- Words of Freedom
- Directed by: Tareque Masud; Catherine Masud;
- Based on: Bangladesh Liberation War
- Produced by: Tareque Masud
- Cinematography: Mishuk Munier
- Edited by: Catherine Masud; Fauzia Khan;
- Production company: Audiovision
- Release date: 1999;
- Running time: 80 minutes
- Country: Bangladesh
- Language: Bengali

= Muktir Kotha =

Muktir Kotha (মুক্তির কথা, Words of Freedom) is a 1999 Bangladeshi drama film directed by Tareque Masud and Catherine Masud. Muktir Kotha follows a group of young men and women began traversing the far corner of Bangladesh projectionists from 1996 to 1999, showing Muktir Gaan, a documentary on the 1971 Bangladesh Liberation War.

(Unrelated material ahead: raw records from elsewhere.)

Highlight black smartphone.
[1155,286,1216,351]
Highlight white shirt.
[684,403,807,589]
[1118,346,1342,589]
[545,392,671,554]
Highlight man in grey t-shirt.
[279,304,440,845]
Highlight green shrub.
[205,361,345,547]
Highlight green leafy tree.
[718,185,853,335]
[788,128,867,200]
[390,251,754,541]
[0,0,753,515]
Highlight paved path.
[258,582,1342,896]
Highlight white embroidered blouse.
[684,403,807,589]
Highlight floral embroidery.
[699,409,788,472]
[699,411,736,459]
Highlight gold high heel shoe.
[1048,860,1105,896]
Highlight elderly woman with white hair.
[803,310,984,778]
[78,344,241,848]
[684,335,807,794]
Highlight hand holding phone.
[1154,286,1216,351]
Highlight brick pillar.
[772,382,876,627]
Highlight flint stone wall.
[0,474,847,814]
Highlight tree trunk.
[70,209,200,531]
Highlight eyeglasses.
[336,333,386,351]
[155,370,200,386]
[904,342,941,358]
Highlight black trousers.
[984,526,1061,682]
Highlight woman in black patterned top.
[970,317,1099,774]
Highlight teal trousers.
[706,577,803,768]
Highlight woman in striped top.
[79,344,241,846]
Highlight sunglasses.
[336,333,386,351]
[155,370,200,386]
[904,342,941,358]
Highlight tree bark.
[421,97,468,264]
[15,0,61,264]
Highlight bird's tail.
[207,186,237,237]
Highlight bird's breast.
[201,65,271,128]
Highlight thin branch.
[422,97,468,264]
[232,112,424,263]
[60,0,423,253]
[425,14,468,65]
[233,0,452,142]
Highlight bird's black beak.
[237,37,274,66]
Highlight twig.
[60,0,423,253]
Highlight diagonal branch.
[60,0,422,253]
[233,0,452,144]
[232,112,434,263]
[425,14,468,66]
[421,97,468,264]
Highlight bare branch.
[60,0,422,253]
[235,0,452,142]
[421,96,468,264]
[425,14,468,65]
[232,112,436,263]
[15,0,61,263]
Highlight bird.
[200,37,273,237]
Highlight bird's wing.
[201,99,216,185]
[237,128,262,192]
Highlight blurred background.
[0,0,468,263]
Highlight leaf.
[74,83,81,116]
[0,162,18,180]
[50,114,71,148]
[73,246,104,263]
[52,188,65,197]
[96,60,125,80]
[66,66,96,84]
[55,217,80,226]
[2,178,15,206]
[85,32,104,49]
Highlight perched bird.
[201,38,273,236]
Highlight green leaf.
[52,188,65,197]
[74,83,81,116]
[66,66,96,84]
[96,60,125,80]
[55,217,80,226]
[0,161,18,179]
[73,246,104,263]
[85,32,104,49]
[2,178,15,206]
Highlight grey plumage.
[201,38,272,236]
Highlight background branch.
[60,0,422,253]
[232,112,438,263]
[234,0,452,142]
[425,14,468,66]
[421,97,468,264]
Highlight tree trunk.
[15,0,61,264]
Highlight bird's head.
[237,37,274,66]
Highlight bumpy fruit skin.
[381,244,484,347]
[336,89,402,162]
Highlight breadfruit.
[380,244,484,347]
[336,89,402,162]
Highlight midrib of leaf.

The film screenings prompted the villagers to share their own stories of wartime suffering and resistance. Often the projection space would be spontaneously transformed into a folk concert. Through these interactions with village audiences, the young projectionist came to 'relearn' the wider history of the Liberation War, and the continuing struggle of ordinary people for a more just and democratic society.

== Synopsis ==

Muktir Katha is a film about the liberation struggle of 1971. The film is an archive of how the ordinary people fell victim to atrocities of the war. The struggle is still raging in the countryside, and struggle for a more just and democratic society. The combined footage shot used in the film was taken from American film maker Lear Levin.

==DVD==
The DVD of Muktir Kotha was released on 25 March 2012 by Laser Vision. It is thought to be the first interactive DVD in Bangladesh.